Material: Charming powder, Soil from 7 different cemetery [sic], Embedded with takruts [rolled
Buddhist sutras] and other occult materials at the back. A sai sin string [thread used in blessing] that
us [sic] used to tie around corpse is also tied around this Phra Ngan.
Magical Properties
Extremely fast at granting wishes, attract riches, wealth, fortune, greatly boost gambling / lottery luck
(can even request), protection against any forms of dangers, hold a strong power of authority and
achieve any desired goals.

Despite Singapore’s self-perception as a state founded upon rational pragmatism, as I show


here, Singaporean capitalist futures are far from disenchanted. The new religious forms that arise
from this fusion of popular imagination, religious hybridity, and capitalist imaginaries are hardly
homogenous expressions of ethnic identity. Instead, capitalism, Chinese popular religion, and
Orientalism fuse. Through Thai religious goods, Singaporean consumers identify something for-
eign with a system of power already known (e.g. shen, barang).
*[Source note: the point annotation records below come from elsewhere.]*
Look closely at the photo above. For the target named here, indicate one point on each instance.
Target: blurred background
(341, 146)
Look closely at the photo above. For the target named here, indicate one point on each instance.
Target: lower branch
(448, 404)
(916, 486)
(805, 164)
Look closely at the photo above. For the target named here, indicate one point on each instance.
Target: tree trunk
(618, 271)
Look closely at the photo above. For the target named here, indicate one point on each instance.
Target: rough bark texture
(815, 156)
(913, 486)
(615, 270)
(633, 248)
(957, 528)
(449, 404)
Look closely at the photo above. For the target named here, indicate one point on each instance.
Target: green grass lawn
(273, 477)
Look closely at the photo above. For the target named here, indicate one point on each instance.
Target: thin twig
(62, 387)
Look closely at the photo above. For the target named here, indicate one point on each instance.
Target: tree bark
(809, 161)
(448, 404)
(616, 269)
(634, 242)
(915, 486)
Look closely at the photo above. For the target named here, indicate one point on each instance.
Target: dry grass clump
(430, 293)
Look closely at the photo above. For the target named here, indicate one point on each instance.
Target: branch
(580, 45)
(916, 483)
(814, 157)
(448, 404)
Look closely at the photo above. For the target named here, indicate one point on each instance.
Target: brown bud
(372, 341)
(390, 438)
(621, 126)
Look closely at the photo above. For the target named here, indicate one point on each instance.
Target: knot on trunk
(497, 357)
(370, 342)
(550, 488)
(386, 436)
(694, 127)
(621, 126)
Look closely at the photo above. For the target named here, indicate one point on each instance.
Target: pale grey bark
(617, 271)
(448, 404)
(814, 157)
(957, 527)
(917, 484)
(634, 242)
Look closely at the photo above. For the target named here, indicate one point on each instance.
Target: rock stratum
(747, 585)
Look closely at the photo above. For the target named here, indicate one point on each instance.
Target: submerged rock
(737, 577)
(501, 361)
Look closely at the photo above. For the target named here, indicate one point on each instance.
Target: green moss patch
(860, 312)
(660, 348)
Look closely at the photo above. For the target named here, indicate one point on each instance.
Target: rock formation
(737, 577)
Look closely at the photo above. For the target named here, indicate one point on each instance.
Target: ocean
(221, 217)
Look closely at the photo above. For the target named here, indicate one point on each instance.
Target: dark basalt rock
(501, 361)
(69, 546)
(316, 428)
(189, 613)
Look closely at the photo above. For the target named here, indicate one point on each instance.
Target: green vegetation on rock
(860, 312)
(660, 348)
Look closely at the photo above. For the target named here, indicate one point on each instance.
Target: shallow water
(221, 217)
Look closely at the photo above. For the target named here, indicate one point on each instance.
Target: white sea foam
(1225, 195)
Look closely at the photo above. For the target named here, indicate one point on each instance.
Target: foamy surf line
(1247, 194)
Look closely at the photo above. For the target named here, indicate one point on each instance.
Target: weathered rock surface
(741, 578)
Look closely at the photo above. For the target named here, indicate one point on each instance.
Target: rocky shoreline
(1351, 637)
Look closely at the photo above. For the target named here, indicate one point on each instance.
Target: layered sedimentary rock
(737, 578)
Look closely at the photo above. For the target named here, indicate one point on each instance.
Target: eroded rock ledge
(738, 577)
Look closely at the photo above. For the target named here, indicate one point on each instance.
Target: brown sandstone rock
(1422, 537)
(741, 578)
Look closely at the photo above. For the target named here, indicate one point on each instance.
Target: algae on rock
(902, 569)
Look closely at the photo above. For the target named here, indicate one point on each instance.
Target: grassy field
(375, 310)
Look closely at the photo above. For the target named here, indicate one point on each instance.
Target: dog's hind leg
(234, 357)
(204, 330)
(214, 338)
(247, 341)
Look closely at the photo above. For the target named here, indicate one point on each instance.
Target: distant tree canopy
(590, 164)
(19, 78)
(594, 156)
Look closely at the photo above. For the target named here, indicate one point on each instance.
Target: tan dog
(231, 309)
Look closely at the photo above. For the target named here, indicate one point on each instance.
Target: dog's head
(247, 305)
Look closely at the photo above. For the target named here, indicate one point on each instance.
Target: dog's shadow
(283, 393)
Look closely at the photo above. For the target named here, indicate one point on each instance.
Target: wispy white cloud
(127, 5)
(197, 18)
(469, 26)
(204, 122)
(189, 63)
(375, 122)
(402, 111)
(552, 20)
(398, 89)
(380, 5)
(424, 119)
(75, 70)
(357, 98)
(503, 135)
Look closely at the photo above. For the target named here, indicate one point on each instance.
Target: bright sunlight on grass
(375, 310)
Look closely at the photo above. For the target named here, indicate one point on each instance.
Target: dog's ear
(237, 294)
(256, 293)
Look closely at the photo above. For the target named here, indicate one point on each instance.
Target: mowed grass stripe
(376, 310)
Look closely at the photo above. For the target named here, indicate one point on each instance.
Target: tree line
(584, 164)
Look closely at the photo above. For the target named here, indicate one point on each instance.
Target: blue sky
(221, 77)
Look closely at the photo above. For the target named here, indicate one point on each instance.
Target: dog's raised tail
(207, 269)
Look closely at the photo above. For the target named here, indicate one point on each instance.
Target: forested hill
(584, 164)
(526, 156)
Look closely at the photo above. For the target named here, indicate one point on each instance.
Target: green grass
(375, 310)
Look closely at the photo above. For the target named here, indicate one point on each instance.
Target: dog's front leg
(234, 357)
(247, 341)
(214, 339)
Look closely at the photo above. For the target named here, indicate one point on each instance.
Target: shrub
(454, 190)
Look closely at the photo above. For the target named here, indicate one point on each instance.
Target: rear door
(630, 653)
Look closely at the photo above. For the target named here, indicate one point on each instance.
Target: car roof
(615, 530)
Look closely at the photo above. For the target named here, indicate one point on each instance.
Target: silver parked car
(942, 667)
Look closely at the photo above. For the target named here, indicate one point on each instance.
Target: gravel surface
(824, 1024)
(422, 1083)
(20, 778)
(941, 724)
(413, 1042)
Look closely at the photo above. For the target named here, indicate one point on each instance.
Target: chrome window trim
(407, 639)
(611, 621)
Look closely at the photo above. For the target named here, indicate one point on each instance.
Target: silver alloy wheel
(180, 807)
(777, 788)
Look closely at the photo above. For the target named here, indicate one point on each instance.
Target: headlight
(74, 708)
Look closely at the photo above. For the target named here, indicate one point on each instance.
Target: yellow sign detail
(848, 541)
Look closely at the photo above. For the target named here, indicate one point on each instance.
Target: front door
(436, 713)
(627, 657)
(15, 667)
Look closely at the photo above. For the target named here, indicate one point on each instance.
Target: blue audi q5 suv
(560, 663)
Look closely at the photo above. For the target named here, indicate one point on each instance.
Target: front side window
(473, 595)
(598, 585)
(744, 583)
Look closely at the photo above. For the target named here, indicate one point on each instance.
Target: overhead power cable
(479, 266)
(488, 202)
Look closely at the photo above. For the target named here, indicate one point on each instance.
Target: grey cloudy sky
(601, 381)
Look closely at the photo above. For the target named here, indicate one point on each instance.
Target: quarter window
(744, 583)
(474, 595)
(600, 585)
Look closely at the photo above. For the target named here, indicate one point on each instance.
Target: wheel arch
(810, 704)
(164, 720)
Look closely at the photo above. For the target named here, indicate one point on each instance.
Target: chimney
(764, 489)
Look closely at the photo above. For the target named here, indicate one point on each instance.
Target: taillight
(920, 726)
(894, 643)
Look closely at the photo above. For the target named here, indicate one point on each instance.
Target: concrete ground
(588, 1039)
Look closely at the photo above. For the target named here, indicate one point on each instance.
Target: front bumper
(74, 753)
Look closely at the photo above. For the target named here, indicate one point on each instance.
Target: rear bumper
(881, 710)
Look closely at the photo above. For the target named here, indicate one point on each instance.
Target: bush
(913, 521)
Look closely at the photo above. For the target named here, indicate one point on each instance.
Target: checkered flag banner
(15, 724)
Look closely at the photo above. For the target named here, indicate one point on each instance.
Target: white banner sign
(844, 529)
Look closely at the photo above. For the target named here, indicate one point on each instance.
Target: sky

Via their movement ‘‘up’’ a
perceived civilizational ladder, Thai goods are thought to contain untouched sources of potency,
resources that can allow the canny entrepreneur to succeed where his competitors fail and to make
(business/sexual/magical) connections where previously none existed.
Such a process is never complete. The horizon continually retreats. New amulet types rise and
fall. The rise of Cambodian-attributed amulets (most of which, in Singapore, still carry Thai-
language names) suggests that the current Thai craze may evolve into a Cambodian craze, or a
Tibetan one. But, I argue, the structure will be the same. Like capitalism itself, the dreams about
the neighbours, already prefigured through our own desires, are both persistent in their nature and
ever-changing in their outward form.

Declaration of Conflicting Interests


The author(s) declared no potential conflicts of interest with respect to the research, authorship, and/or
publication of this article.

Funding
The author(s) received no financial support for the research, authorship, and/or publication of this article.